Cheney will fly Air Force Two to the islands from New Mexico. He'll spend 13 and a half hours in the air (total round trip) and about two hours on the ground. The rally is scheduled for 11 p.m. local time. Why Hawaii? "Hawaii is a state where the president's leadership resonates," a Cheney spokeswoman said last night. "It's a very close race. We think we're competitive, and we think it's worth the trip. ... There's an opportunity out there."

Kerry's younger daughter, Alex, will speak at Farrington High School today and holds a get-out-the-vote rally with Gore. Camp Kerry also has a new ad hitting the airwaves in Hawaii this weekend.

The Bush-Cheney argument for winning Hawaii goes something like this: Hawaii has the lowest jobless rate in the nation and few of the economic problems afflicting states on the mainland. The islands are in the midst of a construction boom, and tourism is soaring. Republicans also believe that Hawaii voters, having lived every day with the memory of Pearl Harbor, have a special appreciation for 9/11. Also, 10,000 Hawaii-based U.S. troops are at war in Afghanistan and Iraq. Gov. Linda Lingle, a Republican, has been a huge Bush backer, traveling this month to Tempe, Arizona, to spin for Bush after the third presidential debate.

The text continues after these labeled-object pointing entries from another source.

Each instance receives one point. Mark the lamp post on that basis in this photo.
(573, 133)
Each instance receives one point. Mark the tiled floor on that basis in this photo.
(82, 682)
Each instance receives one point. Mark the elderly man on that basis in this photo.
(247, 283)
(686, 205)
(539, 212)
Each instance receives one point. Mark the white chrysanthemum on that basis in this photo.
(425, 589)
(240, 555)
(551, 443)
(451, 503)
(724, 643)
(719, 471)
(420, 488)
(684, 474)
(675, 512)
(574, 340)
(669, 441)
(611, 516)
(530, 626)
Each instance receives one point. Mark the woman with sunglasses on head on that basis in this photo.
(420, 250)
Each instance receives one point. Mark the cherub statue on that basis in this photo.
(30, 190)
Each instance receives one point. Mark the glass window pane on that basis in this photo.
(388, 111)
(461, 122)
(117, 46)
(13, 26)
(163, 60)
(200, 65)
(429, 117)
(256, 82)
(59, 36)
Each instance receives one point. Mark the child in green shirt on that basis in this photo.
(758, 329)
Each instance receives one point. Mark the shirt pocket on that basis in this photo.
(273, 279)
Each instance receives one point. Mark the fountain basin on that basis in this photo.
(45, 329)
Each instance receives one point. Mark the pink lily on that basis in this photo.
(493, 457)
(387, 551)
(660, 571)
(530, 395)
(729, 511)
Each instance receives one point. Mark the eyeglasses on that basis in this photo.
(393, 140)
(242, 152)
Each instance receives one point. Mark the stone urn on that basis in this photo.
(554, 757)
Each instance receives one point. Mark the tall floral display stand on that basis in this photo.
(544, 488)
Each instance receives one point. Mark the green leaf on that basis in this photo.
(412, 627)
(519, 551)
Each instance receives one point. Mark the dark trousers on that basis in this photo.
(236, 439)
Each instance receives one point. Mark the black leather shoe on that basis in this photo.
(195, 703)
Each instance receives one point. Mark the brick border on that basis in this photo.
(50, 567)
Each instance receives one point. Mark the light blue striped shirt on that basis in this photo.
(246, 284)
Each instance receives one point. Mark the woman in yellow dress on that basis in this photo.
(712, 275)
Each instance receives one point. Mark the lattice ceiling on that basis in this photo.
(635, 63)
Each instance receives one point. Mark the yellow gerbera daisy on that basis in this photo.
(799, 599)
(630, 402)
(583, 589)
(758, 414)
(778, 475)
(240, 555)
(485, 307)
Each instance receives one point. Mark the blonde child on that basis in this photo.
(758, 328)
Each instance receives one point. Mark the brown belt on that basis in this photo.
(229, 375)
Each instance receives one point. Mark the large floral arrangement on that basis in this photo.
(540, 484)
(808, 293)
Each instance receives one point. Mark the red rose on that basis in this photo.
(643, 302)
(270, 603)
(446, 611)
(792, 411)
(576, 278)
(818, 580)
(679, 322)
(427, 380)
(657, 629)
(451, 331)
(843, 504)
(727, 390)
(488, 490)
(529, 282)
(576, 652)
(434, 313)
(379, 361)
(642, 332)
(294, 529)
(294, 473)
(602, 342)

Still, pardon us if we're skeptical of a Bush victory in the Aloha State. Similar polls showed a similarly tight race there in 2000, when Gore carried it on Election Day by 18 points. No matter, of course. Cheney's trip still will have succeeded if it showcases a Democratic stronghold that appears to be leery of Kerry and forces some Democrats in the 48 contiguous states to ask why.